Sometimes, programmers like to disparage “magical code”. They say magical code is causing their bugs, magical code is offensive to use, magical code is harder to understand, we should try to write “less magical” code.
“Wait, what’s magic?”, I hear you say. That’s what I’m here to talk about! (Warning: this post contains an above-average density of “air quotes”, ask your doctor if your heart is strong enough for “humorous quoting”.)
Magic is code I have yet to understand
It’s not inscrutable code. It’s not bad code. It doesn’t intentionally defy understanding, like an obfuscated code contest or code golfing.
I can start to understand why a big of code is frustratingly magical to me by categorizing it. (Hi, I’m Adam, I love categorizing things, it’s awful.)
“Mathemagical” code escapes my understanding due to its foundation in math and my lack of understanding therein. I recently read Purely Functional Data Structures, which is a great book, but the parts on proving e.g. worst-case cost for amortized operations on data structures are completely beyond my patience or confidence in math. Once Greek symbols enter the text, my brain kinda “nope!”s out.
“Metamagic” is hard to understand due to use of metaprogramming. Code that generates code inside code is a) really cool and b) a bit of a mind exploder at first. When it works, its glorious and not “magical”. When it falls short, it’s a mess of violated expectations and complaints about magic. PSA: don’t metaprogram when you can program.
“Sleight of hand” makes it harder for me to understand code because I don’t know where the control flow or logic goes. Combining inheritance and mixins when using Ruby is a good example of control flow sleight-of-hand. If a class extends Foo
, includes Bar
, and all three define a method do_the_thing
, which one gets called (trick question: all of them, trick follow-up question: in what order!)? The Rails router is a good example of logical sleight-of-hand. If I’m wondering how root to: “some_controller/index”
works and I have only the Rails sources on me, where would I start looking to find that logic? For the first few years of Rails, I’d dig around in various files before I found the trail to that answer.
“Multi-level magic schemes” is my new tongue-in-cheek way to explain a tool like tmux
. It’s a wonderful tool for those of us who prefer to work in (several) shells all day. I’m terrified of when things go wrong with it, though. To multiplex several shells into one process while persisting that state across user sessions requires tmux
to operate at the intersection of Unix shells, process trees, and redrawing interfaces to a terminal emulator. I understand the first two in isolation, but when you put it all together, my brain again “nope!”s out of trying to solve any problems that arise. Other multi-level magic schemes include object-relational mappers, game engines, operating system containers, and datacenter networking.
I can understand magic and so can you!
I’m writing this because I often see ineffective reactions to “magical” code. Namely, 1) identify code that is frustrating, 2) complain on Twitter or Slack, 3) there is no step 3. Getting frustrated is okay and normal! Contributing only negative energy to the situation is not.
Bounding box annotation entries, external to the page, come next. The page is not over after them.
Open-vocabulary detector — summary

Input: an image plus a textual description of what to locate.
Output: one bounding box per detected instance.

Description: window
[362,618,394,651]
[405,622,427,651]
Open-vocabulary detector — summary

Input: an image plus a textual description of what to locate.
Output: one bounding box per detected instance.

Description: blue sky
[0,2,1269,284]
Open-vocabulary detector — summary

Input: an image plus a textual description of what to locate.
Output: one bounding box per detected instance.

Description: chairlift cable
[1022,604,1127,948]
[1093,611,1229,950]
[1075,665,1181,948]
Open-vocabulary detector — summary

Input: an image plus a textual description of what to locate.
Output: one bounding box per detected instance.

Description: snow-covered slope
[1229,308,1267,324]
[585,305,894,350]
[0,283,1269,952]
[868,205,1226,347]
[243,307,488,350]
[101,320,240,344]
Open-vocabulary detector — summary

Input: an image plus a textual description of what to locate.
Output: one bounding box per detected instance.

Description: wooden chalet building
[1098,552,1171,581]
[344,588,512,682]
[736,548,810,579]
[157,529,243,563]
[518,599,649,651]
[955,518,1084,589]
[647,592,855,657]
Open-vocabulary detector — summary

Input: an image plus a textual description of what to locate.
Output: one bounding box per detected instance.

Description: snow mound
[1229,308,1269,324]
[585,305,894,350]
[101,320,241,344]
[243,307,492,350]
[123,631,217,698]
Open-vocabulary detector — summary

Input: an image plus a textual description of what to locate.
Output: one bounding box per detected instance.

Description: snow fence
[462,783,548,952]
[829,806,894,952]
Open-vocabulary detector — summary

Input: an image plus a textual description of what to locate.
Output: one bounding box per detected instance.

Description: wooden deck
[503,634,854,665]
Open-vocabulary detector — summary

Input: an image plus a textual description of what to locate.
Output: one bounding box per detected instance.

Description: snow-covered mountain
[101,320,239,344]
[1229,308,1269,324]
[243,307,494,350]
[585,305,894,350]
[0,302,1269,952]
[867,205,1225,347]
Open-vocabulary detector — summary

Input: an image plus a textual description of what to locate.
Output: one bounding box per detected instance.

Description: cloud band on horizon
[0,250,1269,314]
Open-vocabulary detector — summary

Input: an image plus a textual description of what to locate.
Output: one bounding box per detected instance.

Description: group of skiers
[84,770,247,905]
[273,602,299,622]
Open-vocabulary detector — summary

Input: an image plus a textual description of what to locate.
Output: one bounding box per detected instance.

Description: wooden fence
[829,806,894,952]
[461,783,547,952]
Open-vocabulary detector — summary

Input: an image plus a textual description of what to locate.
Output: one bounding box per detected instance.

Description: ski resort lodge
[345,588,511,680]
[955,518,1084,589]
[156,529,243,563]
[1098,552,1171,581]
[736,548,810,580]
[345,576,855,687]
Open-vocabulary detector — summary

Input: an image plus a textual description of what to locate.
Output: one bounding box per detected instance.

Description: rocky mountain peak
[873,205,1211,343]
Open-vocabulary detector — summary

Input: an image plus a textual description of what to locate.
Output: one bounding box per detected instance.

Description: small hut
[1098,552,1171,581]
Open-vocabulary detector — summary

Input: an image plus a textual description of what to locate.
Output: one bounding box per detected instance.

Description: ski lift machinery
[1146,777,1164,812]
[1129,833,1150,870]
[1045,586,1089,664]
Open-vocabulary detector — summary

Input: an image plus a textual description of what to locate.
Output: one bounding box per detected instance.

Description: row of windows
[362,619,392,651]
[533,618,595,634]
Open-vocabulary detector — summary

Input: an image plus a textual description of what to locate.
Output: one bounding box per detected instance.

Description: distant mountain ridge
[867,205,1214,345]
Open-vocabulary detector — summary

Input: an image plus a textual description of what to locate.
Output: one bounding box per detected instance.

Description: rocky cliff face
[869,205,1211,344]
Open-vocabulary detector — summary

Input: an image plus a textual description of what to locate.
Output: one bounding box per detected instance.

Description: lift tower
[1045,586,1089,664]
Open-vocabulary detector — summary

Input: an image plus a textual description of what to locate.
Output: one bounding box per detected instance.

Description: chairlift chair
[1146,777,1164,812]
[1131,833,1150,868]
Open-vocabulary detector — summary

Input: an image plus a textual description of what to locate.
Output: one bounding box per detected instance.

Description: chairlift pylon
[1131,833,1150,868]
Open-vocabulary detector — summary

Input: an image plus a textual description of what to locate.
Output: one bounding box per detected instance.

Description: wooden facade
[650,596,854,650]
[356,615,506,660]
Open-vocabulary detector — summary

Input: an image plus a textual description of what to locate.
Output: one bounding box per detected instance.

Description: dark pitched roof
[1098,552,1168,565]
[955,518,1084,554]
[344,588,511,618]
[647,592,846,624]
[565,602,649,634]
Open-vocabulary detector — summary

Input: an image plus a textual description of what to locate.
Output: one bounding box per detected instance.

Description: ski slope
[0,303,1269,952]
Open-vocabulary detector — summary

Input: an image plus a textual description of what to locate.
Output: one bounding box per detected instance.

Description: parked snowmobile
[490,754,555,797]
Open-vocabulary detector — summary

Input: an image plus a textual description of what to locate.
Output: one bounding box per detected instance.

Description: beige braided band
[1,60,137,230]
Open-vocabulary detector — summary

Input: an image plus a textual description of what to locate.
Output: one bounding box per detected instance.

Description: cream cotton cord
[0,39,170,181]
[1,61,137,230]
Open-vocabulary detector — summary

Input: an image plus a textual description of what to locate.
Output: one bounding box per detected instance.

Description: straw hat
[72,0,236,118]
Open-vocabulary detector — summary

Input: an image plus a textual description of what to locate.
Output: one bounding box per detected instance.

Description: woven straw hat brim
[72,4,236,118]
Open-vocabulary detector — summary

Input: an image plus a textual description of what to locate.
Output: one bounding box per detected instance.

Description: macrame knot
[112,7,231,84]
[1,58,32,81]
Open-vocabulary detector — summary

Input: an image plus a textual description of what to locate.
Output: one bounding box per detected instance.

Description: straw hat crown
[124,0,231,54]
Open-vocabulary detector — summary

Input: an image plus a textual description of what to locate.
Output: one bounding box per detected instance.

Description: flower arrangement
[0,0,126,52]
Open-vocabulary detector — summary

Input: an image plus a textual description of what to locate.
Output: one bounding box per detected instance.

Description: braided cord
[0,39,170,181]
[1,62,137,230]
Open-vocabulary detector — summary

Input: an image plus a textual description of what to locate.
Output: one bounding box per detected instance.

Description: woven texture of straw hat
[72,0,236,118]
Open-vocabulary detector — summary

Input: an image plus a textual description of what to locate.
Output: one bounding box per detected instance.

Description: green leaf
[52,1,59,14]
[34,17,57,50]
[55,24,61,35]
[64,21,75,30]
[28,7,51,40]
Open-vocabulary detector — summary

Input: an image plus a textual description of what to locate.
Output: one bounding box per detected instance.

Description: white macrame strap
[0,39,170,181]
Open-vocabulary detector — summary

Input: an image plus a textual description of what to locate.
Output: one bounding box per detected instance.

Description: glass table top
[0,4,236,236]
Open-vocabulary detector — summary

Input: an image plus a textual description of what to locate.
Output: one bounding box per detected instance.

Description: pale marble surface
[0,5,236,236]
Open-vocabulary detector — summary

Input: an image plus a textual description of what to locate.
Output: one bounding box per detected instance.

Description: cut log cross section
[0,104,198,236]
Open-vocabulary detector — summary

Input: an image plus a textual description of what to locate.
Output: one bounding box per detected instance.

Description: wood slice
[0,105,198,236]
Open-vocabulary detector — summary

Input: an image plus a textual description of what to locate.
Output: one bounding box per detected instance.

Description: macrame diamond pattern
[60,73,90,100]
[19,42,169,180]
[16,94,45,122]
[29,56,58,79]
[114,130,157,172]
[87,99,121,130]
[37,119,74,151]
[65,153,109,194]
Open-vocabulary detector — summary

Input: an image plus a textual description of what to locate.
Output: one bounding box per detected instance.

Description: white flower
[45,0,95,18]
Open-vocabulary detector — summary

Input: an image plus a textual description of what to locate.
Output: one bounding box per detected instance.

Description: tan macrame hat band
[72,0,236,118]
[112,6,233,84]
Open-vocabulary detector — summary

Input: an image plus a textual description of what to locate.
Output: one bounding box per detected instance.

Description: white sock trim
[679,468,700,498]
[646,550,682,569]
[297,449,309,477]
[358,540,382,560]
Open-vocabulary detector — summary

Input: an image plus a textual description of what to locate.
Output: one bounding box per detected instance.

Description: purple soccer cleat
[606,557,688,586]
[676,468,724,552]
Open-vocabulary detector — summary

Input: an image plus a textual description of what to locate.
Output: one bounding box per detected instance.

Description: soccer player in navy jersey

Instead, once I find a thing frustrating, I try to step back and figure out what’s going on. How does this bit of code or tool work? Am I doing something that it recommends against or doesn’t expect? Can I get back on the “golden path” the code is built for? Can I find the code and understand what’s going on by reading it? Often some combination of these side quests puts me back on my way an out of frustration’s way.
Other times, I don’t have time for a side quest of understanding. If that’s the case, I make a mental note that “here be dragons” and try to work around it until I’m done with my main quest. Next time I come across that mental map and remember “oh, there were dragons here!”, I try to understand the situation a little better.
For example, I have a “barely tolerating” relationship with webpack
. I’m glad it exists, it mostly works well, but I feel its human factors leave a lot to be desired. It took a few dives into how it works and how to configure it before I started to develop a mental model for what’s going on such that I didn’t feel like it was constantly burning me. I probably even complained about this in the confidence of friends, but for my own personal assurances, attached the caveat of “this is magical because it’s unfamiliar to me.”
Which brings me to my last caveat: all this advice works for me because I’ve been programming for quite a while. I have tons of knowledge, the kind anyone can read and the kind you have to win by experience, to draw upon. If you’re still in your first decade of programming, nearly everything will seem like magic. Worse, it’s hard to tell what’s useful magic, what’s virtuous magic, and what’s plain-old mediocre code. In that case: when you’re confronted with magic, consult me or your nearest Adam-like collaborator.